Re: remove more archiving overhead

From
David Steele
Date:
On 7/8/22 12:54, Nathan Bossart wrote:
> On Fri, Jul 08, 2022 at 08:20:09AM -0400, David Steele wrote:
> 
>> Nathan, I don't see the language about being sure to persist to storage
>> here?
> 
> It's here:
>     When an archive library encounters a pre-existing file, it may return
>     true if the WAL file has identical contents to the pre-existing archive
>     and the pre-existing archive is fully persisted to storage.
> 
> Since you didn't catch it, I wonder if it needs improvement.  At the very
> least, perhaps we should note that one way to do the latter is to persist
> it yourself before returning true, and we could point to basic_archive.c as
> an example.  However, I'm hesitant to make these docs too much more
> complicated than they already are.  WDYT?
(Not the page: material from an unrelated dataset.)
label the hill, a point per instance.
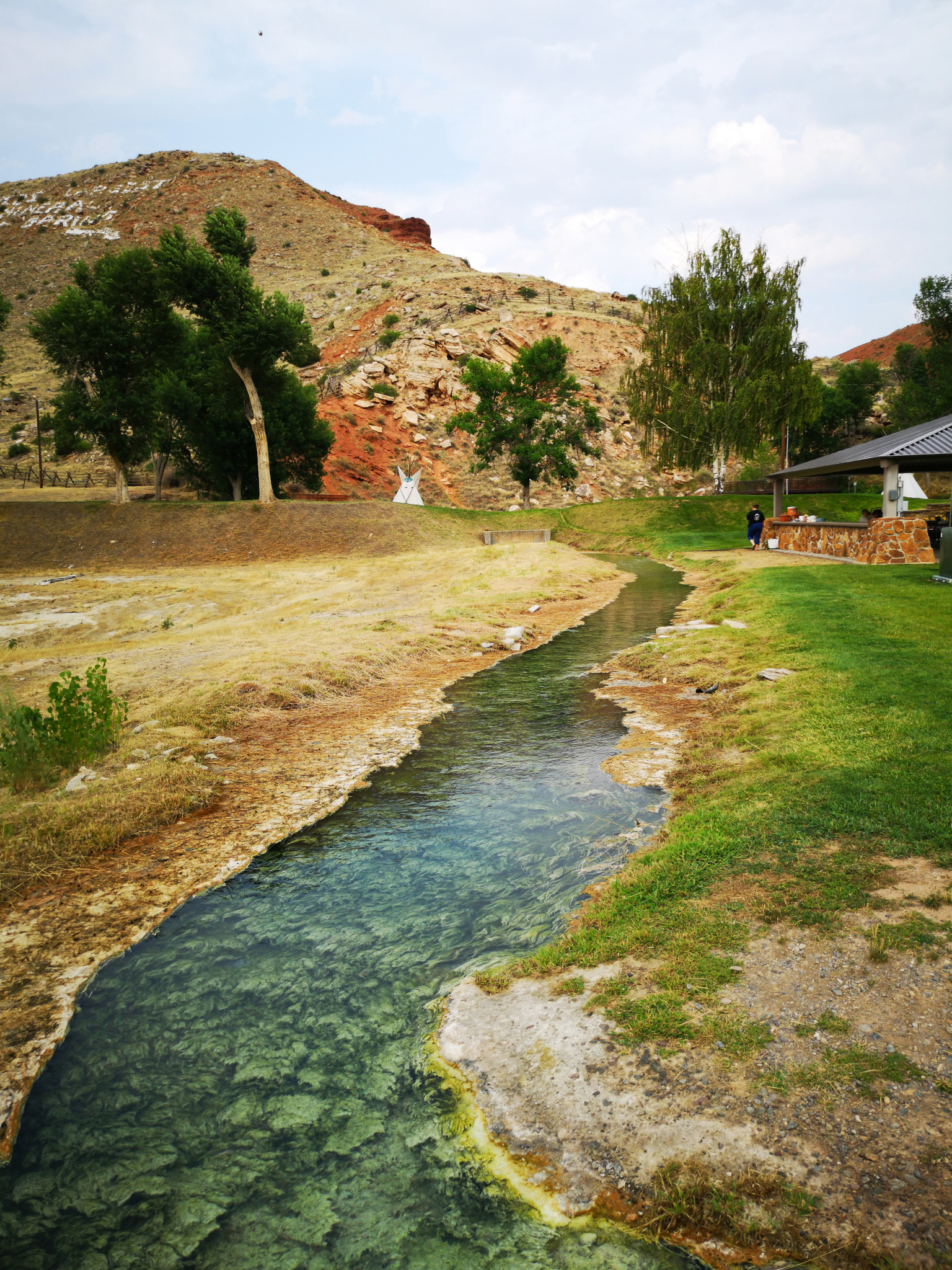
(350, 266)
(881, 350)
I think I wrote this before I'd had enough coffee. "fully persisted to 
storage" can mean many things depending on the storage (Posix, CIFS, S3, 
etc.) so I think this is fine. The basic_archive module is there for 
people who would like implementation details for Posix.

Regards,
-David



Re: remove more archiving overhead

From
Nathan Bossart
Date:
On Fri, Jul 08, 2022 at 01:02:51PM -0400, David Steele wrote:
> I think I wrote this before I'd had enough coffee. "fully persisted to
> storage" can mean many things depending on the storage (Posix, CIFS, S3,
> etc.) so I think this is fine. The basic_archive module is there for people
> who would like implementation details for Posix.
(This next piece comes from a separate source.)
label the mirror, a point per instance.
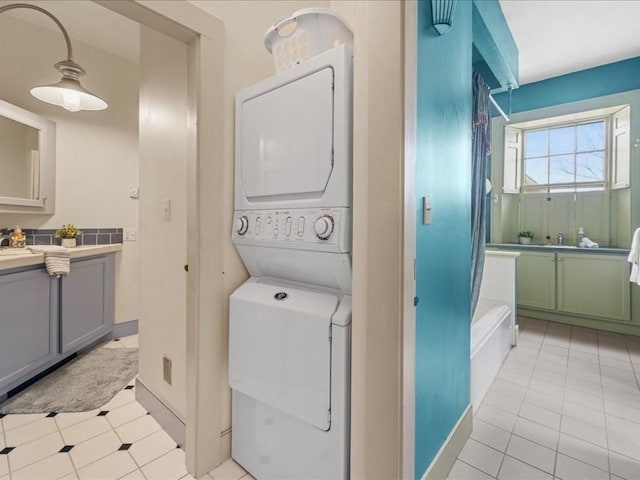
(27, 161)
Perhaps this section should warn against reading without sufficient
caffeination.  :)

-- 
Nathan Bossart
Amazon Web Services: https://aws.amazon.com



Re: remove more archiving overhead

From
Fujii Masao
Date:

On 2022/07/09 2:18, Nathan Bossart wrote:
> On Fri, Jul 08, 2022 at 01:02:51PM -0400, David Steele wrote:
>> I think I wrote this before I'd had enough coffee. "fully persisted to
>> storage" can mean many things depending on the storage (Posix, CIFS, S3,
>> etc.) so I think this is fine. The basic_archive module is there for people
>> who would like implementation details for Posix.
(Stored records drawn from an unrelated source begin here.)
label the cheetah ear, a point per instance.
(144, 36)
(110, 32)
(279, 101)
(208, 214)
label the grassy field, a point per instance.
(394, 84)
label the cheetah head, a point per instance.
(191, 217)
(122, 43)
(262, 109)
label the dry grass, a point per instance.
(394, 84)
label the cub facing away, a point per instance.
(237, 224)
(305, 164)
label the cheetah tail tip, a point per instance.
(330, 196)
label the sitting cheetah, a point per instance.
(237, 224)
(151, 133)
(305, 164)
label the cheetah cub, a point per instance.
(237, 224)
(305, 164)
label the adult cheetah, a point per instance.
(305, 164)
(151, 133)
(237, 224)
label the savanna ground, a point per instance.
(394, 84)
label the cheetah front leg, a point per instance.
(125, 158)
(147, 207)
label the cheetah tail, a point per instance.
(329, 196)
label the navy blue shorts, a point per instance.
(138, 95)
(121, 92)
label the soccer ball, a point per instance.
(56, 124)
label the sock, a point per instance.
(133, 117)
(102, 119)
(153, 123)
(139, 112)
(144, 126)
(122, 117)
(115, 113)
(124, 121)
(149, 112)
Yes. But some users might want to use basic_archive without any changes.
For them, how about documenting how basic_archive works in basic_archive docs?
I'm just thinking that it's worth exposing the information commented on
the top of basic_archive.c.

Anyway, since the patches look good to me, I pushed them. Thanks a lot!
If necessary, we can keep improving the docs later.

Regards,

-- 
Fujii Masao
Advanced Computing Technology Center
Research and Development Headquarters
NTT DATA CORPORATION



Re: remove more archiving overhead

From
Nathan Bossart
Date:
On Tue, Jul 26, 2022 at 04:26:23PM +0900, Fujii Masao wrote:
> Anyway, since the patches look good to me, I pushed them. Thanks a lot!
> If necessary, we can keep improving the docs later.

Thanks!

-- 
Nathan Bossart
Amazon Web Services: https://aws.amazon.com



Re: remove more archiving overhead

From
Noah Misch
Date:
On Fri, Jul 08, 2022 at 09:54:50AM -0700, Nathan Bossart wrote:
> Since it's okay to return true or false in the identical/persisted file
> case, I didn't think it deserved emphasis.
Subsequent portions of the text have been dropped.